Martin Bergman, MD, a rheumatologist in private practice in Ridley Park, Penn., has office staff give patients a Routine Assessment of Patient Index Data (RAPID) questionnaire while they are in the waiting room. He then scores the questionnaire before meeting with the patient.
Computers facilitate data collection and analysis for some physicians. For example, David Fraser, MD, a rheumatologist at Coastal Arthritis and Rheumatism in Jacksonville, N.C., plans to have a computerized touch screen in the waiting room on which patients can complete a mini-HAQ. The computer will print out an assessment score, which Dr. Fraser or an administrator will record in the patient’s chart or manually input into the electronic medical record (EMR).
Dr. Fraser also finds computerized tools valuable in scoring and analyzing information. He uses an online calculator (www.das-score.nl) – developed by the Department of Rheumatology at the University Medicine Center of Nijmegen in the Netherlands – for scoring the DAS-28CRP.
For office use, he analyzes trends in DAS-28CRP and mini-HAQ data through his EMR. By using a spreadsheet program such as Excel, he can easily transfer EMR data to other software for statistical analysis when writing papers and abstracts or comparing one drug or patient subset with another.
One day, Dr. Fraser hopes to use a tablet PC to input and calculate DAS-28CRP data in the exam room. These data, in addition to mini-HAQ data captured by touch screen, would directly flow into the patient’s EMR.
While computers may help collect and analyze data, a paper-based system may be preferable, says Theodore Pincus, MD, professor of medicine in the rheumatology division at Vanderbilt University in Nashville, Tenn.
He keeps hard-copy records of patients’ multidimensional HAQ scores rather than entering data into an EMR. “If you have the patient’s chart, X-rays, lab reports, and outcomes measures all up on the computer, you have to scroll back and forth between four documents,” he explains. “Having a hard copy and spreading results out on a table is easier.”
Paper records can be as effective as electronic records if the practice uses standardized data forms and dictation templates, says Dr. Harrington, adding that switching to an EMR may not be realistic for many offices in the short term.
Whether the record is paper or computer based, Dr.
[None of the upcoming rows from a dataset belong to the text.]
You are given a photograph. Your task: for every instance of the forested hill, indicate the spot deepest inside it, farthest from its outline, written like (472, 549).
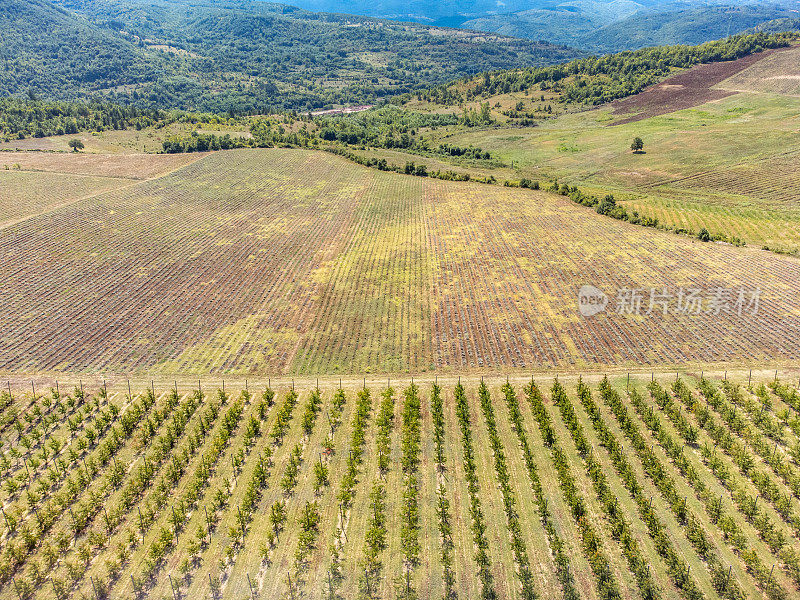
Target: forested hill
(241, 56)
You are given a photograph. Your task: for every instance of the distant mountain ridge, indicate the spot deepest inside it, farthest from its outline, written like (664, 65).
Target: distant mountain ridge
(593, 25)
(236, 55)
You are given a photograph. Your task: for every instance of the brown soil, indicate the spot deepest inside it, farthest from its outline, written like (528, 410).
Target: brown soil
(684, 90)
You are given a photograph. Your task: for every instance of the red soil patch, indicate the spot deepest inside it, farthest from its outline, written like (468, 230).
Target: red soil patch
(684, 90)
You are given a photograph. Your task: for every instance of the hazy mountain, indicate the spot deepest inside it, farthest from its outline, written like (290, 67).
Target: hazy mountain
(244, 56)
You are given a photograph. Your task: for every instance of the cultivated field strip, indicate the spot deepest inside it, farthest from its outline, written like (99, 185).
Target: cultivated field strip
(24, 194)
(234, 263)
(631, 490)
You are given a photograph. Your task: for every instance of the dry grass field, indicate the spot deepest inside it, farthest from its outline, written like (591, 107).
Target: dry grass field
(233, 264)
(779, 73)
(681, 487)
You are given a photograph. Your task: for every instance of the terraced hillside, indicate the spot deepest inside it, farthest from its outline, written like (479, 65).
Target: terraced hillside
(661, 487)
(293, 261)
(720, 155)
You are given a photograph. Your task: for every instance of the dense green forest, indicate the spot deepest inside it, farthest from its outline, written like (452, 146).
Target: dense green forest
(29, 117)
(600, 79)
(242, 57)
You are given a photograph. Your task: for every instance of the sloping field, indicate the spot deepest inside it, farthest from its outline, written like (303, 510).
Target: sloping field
(689, 88)
(128, 166)
(675, 488)
(23, 194)
(300, 262)
(778, 73)
(729, 166)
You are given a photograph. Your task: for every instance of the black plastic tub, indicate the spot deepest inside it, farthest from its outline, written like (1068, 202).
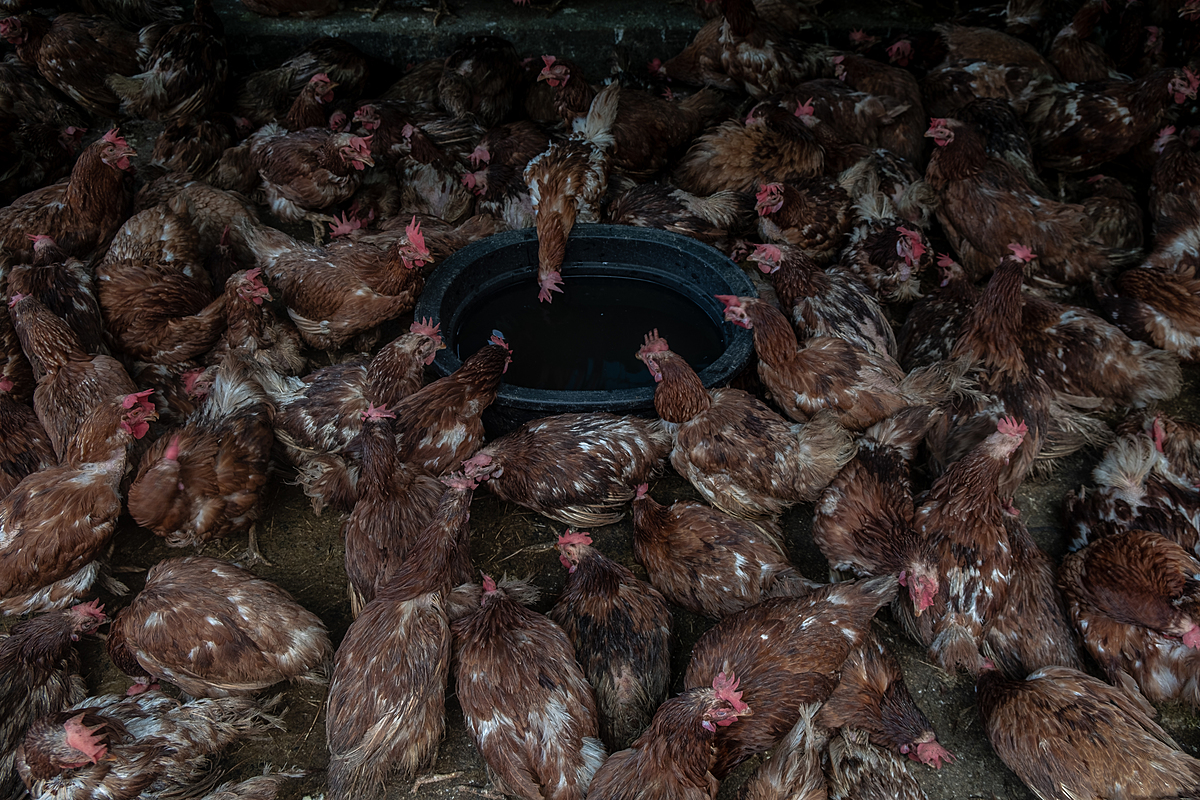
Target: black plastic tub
(634, 257)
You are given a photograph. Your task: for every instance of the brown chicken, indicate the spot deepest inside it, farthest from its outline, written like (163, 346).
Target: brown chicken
(439, 426)
(215, 630)
(1134, 599)
(785, 663)
(858, 770)
(387, 696)
(967, 180)
(580, 469)
(76, 53)
(1135, 488)
(739, 455)
(859, 386)
(82, 214)
(567, 184)
(712, 220)
(71, 384)
(648, 132)
(1073, 52)
(184, 72)
(813, 215)
(1097, 360)
(480, 78)
(67, 288)
(147, 746)
(337, 292)
(395, 504)
(40, 668)
(318, 416)
(1115, 212)
(307, 172)
(58, 522)
(1174, 186)
(826, 302)
(886, 252)
(961, 518)
(1031, 630)
(709, 563)
(1075, 127)
(865, 519)
(873, 697)
(156, 295)
(673, 758)
(1157, 301)
(793, 768)
(202, 481)
(762, 59)
(268, 94)
(1071, 735)
(24, 446)
(931, 328)
(621, 629)
(772, 145)
(515, 665)
(255, 332)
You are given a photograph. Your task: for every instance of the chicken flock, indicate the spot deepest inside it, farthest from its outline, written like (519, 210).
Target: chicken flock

Harrington advises that practices enter all their patient information into a registry built on diagnostic billing codes, organize clinical data in a standardized format, and monitor any quantitative measure that reflects active RA joint inflammation.
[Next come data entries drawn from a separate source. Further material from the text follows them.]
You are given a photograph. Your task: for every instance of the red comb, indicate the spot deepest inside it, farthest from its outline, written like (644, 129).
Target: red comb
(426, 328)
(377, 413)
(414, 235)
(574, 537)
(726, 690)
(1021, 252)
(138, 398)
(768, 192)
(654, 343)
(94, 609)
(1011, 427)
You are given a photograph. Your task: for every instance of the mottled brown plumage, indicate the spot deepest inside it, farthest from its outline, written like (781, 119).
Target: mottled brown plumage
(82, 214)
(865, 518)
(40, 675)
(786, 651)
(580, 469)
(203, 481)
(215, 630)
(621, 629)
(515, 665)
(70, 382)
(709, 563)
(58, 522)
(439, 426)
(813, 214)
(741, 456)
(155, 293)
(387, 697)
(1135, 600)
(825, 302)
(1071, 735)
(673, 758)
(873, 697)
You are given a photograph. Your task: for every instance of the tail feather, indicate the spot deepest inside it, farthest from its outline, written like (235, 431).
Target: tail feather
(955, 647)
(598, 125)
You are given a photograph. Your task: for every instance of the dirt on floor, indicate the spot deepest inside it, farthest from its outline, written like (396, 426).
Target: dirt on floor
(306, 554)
Effect on Patient Interaction and Treatment
Overall, outcomes measures appear to improve patient treatment, as well as the efficiency of clinical practice, according to experts.
Dr. Fraser says that assessing an individual’s DAS data helps him determine whether the patient is responding to a medication and if treatment should be altered.
“For [overall] trends, what I’ve seen using DAS is a general reduction in measurements when patients are taking biologics,” he says. Because data have indicated such an improvement, he adds biologics earlier to the treatment regimen.
Outcomes measures also make the patient visit more efficient, says Dr. Bergman. Specifically, the RAPID assessment enables him to quickly determine whether or not a patient is experiencing pain or having trouble with joint function.
Dr. Harrington notes that, by standardizing the data set and having the patient self-generate information that becomes part of clinical record, his practice saves about 40% of previous traditional patient visit time. “This is time that can be spent discussing important problems and treatment or doing other work,” he says. Additionally, having a standard data template saves about 40% of dictation time.
Despite some of the challenges inherent in collecting data, “the impacts on our practice and patient care are greater than we imagined,” concludes Dr. Harrington.
Heather Lindsey is a medical journalist based in New York City.